Today, I've realized that in a way, my mother has changed. Maybe it's because I haven't been spending that much time with her, though I should. Suddenly, when she was having tea with me in Secret Recipe just now, I saw a spark in her eyes that I have not seen for a very, very long time. She told me this:
"Girl, you know you have to fight for the things you believe in, right? Please fight, okay? I never did ... You don't want to spend the rest of my life regretting, the way I did. Whatever you want, whatever you believe in ... Don't let it go."
She has always been a soft-spoken woman. That caught me off guard. In a good way, I guess ...
A few days ago, I met an old friend of mine ... And when we chatted about our plans for the future, I told him that I was going to pursue journalism, for sure.
"But Journalism ... No money wan wor."
I eagerly explained that I did not care about money and that I was going to do it no matter what because I love writing, and that I wanted to dedicate it entirely to Him ... Then, something totally different hit me --- Oh crap, when was the last time I actually WROTE something, besides the stupid shit on my blog?
So in that sense, I guess I failed myself. Being disappointed with other people is one thing --- Being disappointed in yourself, however, is a thousandfold more painful.
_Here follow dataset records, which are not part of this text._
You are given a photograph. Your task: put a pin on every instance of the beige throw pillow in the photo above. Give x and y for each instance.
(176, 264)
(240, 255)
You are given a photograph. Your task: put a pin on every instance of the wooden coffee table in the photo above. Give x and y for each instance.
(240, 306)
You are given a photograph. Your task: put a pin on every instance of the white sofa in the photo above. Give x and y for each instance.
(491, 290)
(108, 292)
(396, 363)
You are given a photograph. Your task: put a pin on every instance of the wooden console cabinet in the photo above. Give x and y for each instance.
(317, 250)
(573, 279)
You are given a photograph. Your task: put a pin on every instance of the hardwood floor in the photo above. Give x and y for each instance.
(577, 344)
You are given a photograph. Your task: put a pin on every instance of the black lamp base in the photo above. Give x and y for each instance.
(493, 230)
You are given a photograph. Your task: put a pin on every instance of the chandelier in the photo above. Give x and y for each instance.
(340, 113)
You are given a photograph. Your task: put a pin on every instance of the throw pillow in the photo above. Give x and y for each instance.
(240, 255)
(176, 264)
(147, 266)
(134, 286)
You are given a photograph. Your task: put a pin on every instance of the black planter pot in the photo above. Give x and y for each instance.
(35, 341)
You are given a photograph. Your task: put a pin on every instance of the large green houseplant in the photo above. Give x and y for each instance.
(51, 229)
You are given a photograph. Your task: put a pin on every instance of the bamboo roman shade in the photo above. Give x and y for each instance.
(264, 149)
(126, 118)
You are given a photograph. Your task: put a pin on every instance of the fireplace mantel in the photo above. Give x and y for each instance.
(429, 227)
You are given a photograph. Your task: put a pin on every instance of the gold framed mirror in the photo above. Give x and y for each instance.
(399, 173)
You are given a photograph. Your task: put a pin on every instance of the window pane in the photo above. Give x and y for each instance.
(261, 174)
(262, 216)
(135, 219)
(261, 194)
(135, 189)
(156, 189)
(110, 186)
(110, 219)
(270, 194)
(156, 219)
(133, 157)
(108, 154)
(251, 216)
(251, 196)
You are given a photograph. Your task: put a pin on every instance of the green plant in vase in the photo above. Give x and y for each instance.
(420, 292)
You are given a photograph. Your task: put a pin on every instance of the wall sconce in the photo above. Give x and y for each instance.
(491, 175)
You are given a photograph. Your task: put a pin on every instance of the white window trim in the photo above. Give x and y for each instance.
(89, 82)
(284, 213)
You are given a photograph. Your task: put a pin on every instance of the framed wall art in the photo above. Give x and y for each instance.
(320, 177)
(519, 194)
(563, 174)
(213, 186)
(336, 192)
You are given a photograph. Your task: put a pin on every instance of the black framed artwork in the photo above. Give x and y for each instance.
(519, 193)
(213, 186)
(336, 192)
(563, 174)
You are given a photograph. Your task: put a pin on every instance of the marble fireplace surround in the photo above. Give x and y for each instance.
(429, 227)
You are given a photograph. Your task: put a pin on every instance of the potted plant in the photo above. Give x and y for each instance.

O_o
Enough about my lame journalist-wannabe crap. Moving on.
A few days ago, I was hanging out with my best friend, Jaclyn. Anyway, when we were crossing this road, the weirdest feeling/illusion ever struck me. I suddenly felt headlights on me ... You know, car headlights? When in actuality, there were no cars on that road...
For a moment, it felt like I was almost hit by a car. FELT.
When we reached the other side, something even weirder happened.
Jaclyn: "Hey dude ... What would you do if a car banged us just now?"
... Which led to a very very long and freaky discussion. Cause it was TOO COINCIDENTIAL. *mutters* Deja vu ...
I wonder what would happen when one dies ... Will there be a blinding white light? Will your whole life be replayed before your eyes, like a movie? Intriguing, Death is. =/ Thinking about it, I almost feel scared. Almost.
I am a bit stunned right now, and I'm typing out this post in a zombie-like state. Reflexes, that's all it is. I found out that this guy, my group leader from last year's camp actually, is diagnosed with Leukemia. The worst part of it was that when his younger brother told me about it, I actually thought that he was crapping, because he said it in a very, um, light manner. Then, I started wondering ... I mean, nobody would joke about something like that, right? Jac thought it was a joke too. =/
And now that I've found out that it's for real, I feel a weird, sinking feeling in me. I did not speak to him much last year, I only remember him as the nice, friendly group leader who performed the main character in the Bollywood sketch... And I did not even believe his younger bro.
I really really pray that he'll get through this.
In a weird sense, I feel that He's trying to tell me something, with the whole freaky car accident thing, and my mother suddenly urging me to reach for what I believe in. I know what I believe in ... but is it enough? It isn't just about ME anymore. I can't bear to hurt or disappoint the people I love, not anymore. Suddenly, I feel like I'm back in form 3 or form 4 again ...... Lost.
I have many, many more things to write, but I figure that since it is already 3 a.m, I should stop rambling on, or I'll end up pulling another all-nighter.
I asked Him again, 'How could this be?',
That the world is filled with such misery ...
Broken hearts, deception and foolish lies,
I'll never be strong enough to hold on and rise.
He shook His head and smiled down at me,
'My child, I love you,' He said tenderly,
'My promises I'll fulfill, you will see',
'For I came into darkness to set you free'.